Werden Texte in Leichter Sprache tatsächlich genutzt? Lohnt sich der Aufwand?

Stellen Sie sich vor, es ist eine neue Krankheit entdeckt worden, die eine Gruppe von „nur“ 1000 Personen betrifft. Lohnt sich die Entwicklung von Medikamenten? Moralisch gesehen würde es sich auch für eine kleine Gruppe von Adressat_innen lohnen, Textangebote in Leichter Sprache vorzuhalten. Die Leichte-Sprache-Adressatenschaft ist allerdings eine sehr große Gruppe.

Darüber hinaus stellen wir fest, dass gerade bei schwierigen, fachlichen Texten aus dem juristisch-administrativen, dem medizinischen und dem technischen Bereich eine noch viel größere Gruppe von der hohen Verständlichkeit dieser Texte profitiert: nämlich all diejenigen Leser_innen, für die der fachliche Ausgangstext zu schwer ist. Zwar ist für diese Leser_innen die Leichte-Sprache-Fassung in der Regel zu leicht, aber die Inhalte sind überhaupt zugänglich. Hierzu ein Beispiel: Die erste Auflage der Erbrechtsbroschüre des Niedersächsischen Justizministeriums ("erben-vererben") in Leichter Sprache war innerhalb weniger Monate vergriffen, obwohl mehrere zehntausend Stück gedruckt worden waren. Sicherlich waren nicht alle, die diese Broschüre angefordert haben, Personen mit einer Leseeinschränkung: Auch viele „durchschnittliche“ Leser_innen mögen sich gefreut haben, dass das Erbrecht endlich in verständlicher Form zugänglich ist.

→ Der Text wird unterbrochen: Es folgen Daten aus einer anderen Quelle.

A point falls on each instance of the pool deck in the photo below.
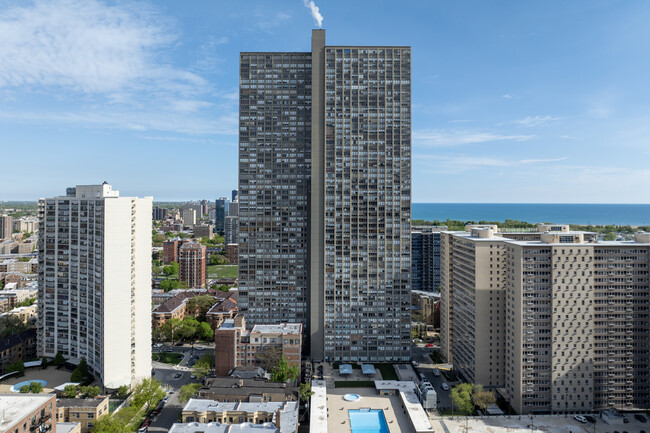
(51, 375)
(339, 420)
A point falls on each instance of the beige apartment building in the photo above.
(556, 320)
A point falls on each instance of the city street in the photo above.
(172, 377)
(426, 366)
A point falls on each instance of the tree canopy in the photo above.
(282, 371)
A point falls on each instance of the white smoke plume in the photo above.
(315, 13)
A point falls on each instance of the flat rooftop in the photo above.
(215, 427)
(282, 328)
(15, 407)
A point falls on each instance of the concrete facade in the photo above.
(324, 192)
(95, 282)
(560, 323)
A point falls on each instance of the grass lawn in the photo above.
(223, 271)
(354, 384)
(387, 371)
(167, 358)
(436, 357)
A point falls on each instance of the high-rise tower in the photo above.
(325, 199)
(95, 282)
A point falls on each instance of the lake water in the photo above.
(596, 214)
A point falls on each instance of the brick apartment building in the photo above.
(239, 347)
(192, 261)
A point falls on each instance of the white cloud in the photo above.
(315, 12)
(532, 121)
(112, 61)
(454, 137)
(462, 162)
(87, 46)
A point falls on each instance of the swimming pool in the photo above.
(16, 387)
(367, 421)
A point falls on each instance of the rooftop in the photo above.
(282, 328)
(14, 407)
(15, 339)
(80, 402)
(66, 427)
(288, 410)
(215, 427)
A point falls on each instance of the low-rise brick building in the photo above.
(237, 346)
(85, 411)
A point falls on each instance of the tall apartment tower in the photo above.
(191, 263)
(324, 184)
(557, 319)
(220, 212)
(95, 282)
(5, 226)
(425, 257)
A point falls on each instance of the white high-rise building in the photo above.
(95, 282)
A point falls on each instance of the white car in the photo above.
(580, 418)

Den Effekt, dass bei einem Abbau von Barrieren ein größerer Kreis von Personen profitiert als ursprünglich geplant, kennen wir auch aus anderen Bereichen: Wer mit Kinderwagen, Fahrrad oder Skateboard in der Stadt unterwegs ist, nutzt sicher gern die Rampen, die eigentlich primär für die Rollstuhlfahrer_innen angelegt wurden.

Darum: Ja, es lohnt sich ganz sicher, es lohnt sich häufig mehrfach und in unerwarteter Hinsicht, in den Abbau von Barrieren – im Falle der Leichten Sprache: in den Abbau von Kommunikationsbarrieren – zu investieren.   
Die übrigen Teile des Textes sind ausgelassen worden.